[Linux-cluster] Slowness above 500 RRDs

Mon Apr 23 21:17:18 UTC 2007

On Sat, Apr 21, 2007 at 01:59:52PM +0200, Ferenc Wagner wrote:
> I modified librrd to use flock instead if the LIBRRD_USE_FLOCK
> environmental variable is defined.  It makes this case evenly slow
> (with SHRINK_CACHE_MAX et al. left at their defaults):
> 
> filecount=500
>   iteration=0 elapsed time=10.335737 s
>   iteration=1 elapsed time=10.426273 s
>   iteration=2 elapsed time=10.634286 s
>   iteration=3 elapsed time=10.342333 s
>   iteration=4 elapsed time=10.458371 s
> total elapsed time=52.197 s
> 
> (The same for 501 files).  strace -T reveals an irregular pattern here:
> 
> filecount=5
> flock(3, LOCK_EX)                       = 0 <0.000116>
> flock(3, LOCK_EX)                       = 0 <0.000261>
> flock(3, LOCK_EX)                       = 0 <0.000113>
> flock(3, LOCK_EX)                       = 0 <0.037657>
> flock(3, LOCK_EX)                       = 0 <0.000093>
>   iteration=0 elapsed time=0.04244 s
> flock(3, LOCK_EX)                       = 0 <0.000094>
> flock(3, LOCK_EX)                       = 0 <0.037314>
> flock(3, LOCK_EX)                       = 0 <0.000105>
> flock(3, LOCK_EX)                       = 0 <0.038323>
> flock(3, LOCK_EX)                       = 0 <0.000087>
>   iteration=1 elapsed time=0.079957 s
> [...]

I suspect what's happening here is that another node is mounting the fs,
causing some of the dlm resource-directory lookups to be remote -- those
are the ones taking the longer time.  To verify, you could run this same
test with just the one node mounting the fs, then all should be uniformly
quick.  No way to change this.

> So I've got the impression that flock is slower than fcntl locking.
> The difference probably erodes with greater number of files, both
> being equally slow.  I must be missing something, it's just the
> opposite of what you suggest.

I suspect that the faster fcntl results below 1000 (shown in your other
email) are a result of the cache you were adjusting of recently used dlm
locks.  Once the number of files/locks exceeds SHRINK_CACHE_MAX, then the
cache is useless and you see plocks a bit slower than the flocks (although
I'm surprised, I expected them to be slower than you've shown.)

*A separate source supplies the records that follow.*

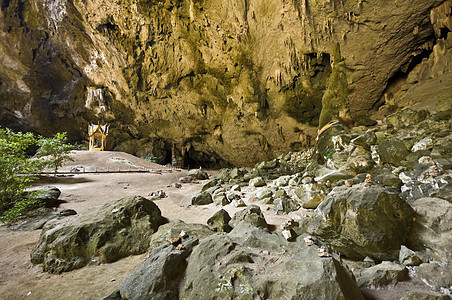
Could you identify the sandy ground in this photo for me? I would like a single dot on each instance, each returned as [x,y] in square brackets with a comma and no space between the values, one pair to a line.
[19,279]
[83,192]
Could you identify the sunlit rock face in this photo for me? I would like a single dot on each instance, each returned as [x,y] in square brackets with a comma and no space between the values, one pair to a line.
[226,82]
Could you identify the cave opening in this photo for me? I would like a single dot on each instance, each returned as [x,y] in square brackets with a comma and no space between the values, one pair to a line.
[397,80]
[5,4]
[443,32]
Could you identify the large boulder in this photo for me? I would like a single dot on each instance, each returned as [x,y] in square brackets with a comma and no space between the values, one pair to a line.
[175,228]
[252,215]
[48,195]
[363,221]
[433,228]
[393,151]
[198,174]
[252,263]
[118,229]
[220,221]
[160,274]
[382,275]
[202,198]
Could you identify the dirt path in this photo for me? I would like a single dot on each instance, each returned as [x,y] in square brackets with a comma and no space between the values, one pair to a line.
[19,279]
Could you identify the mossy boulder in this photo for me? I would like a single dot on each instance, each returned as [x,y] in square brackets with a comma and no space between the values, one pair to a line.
[118,229]
[363,221]
[252,263]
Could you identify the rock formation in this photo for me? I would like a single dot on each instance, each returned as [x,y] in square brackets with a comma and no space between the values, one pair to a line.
[225,82]
[117,230]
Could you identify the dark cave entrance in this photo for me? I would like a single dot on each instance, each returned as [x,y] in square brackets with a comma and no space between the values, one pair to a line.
[397,80]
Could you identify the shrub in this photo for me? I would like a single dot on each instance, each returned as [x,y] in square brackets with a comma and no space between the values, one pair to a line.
[18,170]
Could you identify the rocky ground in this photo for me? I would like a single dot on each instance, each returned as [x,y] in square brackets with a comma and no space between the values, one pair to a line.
[366,213]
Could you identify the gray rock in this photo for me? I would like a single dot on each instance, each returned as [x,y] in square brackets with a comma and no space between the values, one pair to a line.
[284,205]
[235,188]
[385,274]
[251,263]
[252,214]
[408,257]
[219,222]
[202,199]
[444,192]
[309,195]
[257,182]
[212,183]
[424,295]
[198,174]
[231,195]
[435,275]
[433,227]
[48,195]
[219,197]
[393,151]
[407,117]
[360,164]
[160,274]
[324,174]
[186,179]
[363,221]
[365,140]
[174,228]
[121,228]
[282,181]
[264,194]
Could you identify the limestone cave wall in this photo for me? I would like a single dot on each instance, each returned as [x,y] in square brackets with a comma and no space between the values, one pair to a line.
[226,82]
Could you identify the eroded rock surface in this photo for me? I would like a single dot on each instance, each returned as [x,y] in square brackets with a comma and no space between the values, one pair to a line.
[118,229]
[226,82]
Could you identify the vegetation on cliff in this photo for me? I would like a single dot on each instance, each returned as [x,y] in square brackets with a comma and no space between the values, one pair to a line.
[18,169]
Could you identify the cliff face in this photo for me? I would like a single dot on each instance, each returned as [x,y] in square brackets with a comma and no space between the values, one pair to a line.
[224,81]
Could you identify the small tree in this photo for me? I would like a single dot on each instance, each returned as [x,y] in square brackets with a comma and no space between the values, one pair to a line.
[17,170]
[56,150]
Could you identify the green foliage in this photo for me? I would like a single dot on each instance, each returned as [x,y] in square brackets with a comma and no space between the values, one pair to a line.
[18,170]
[56,150]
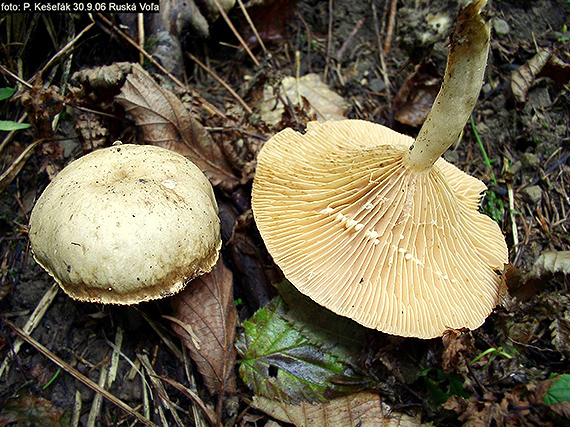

I'm going to write a quick test to simulate what you're doing here to
verify these suspicions.

> Also, what's that new infrastructure?  Do you mean GFS2?  I read it
> was not production quality yet, so I didn't mean to try it.  But again
> you may have got something else in your head...

GFS1 and GFS2 both run on the new openais-based cluster infrastructure.
(in the cluster-2.00.00 release, and the RHEL5 and HEAD cvs branches).

Dave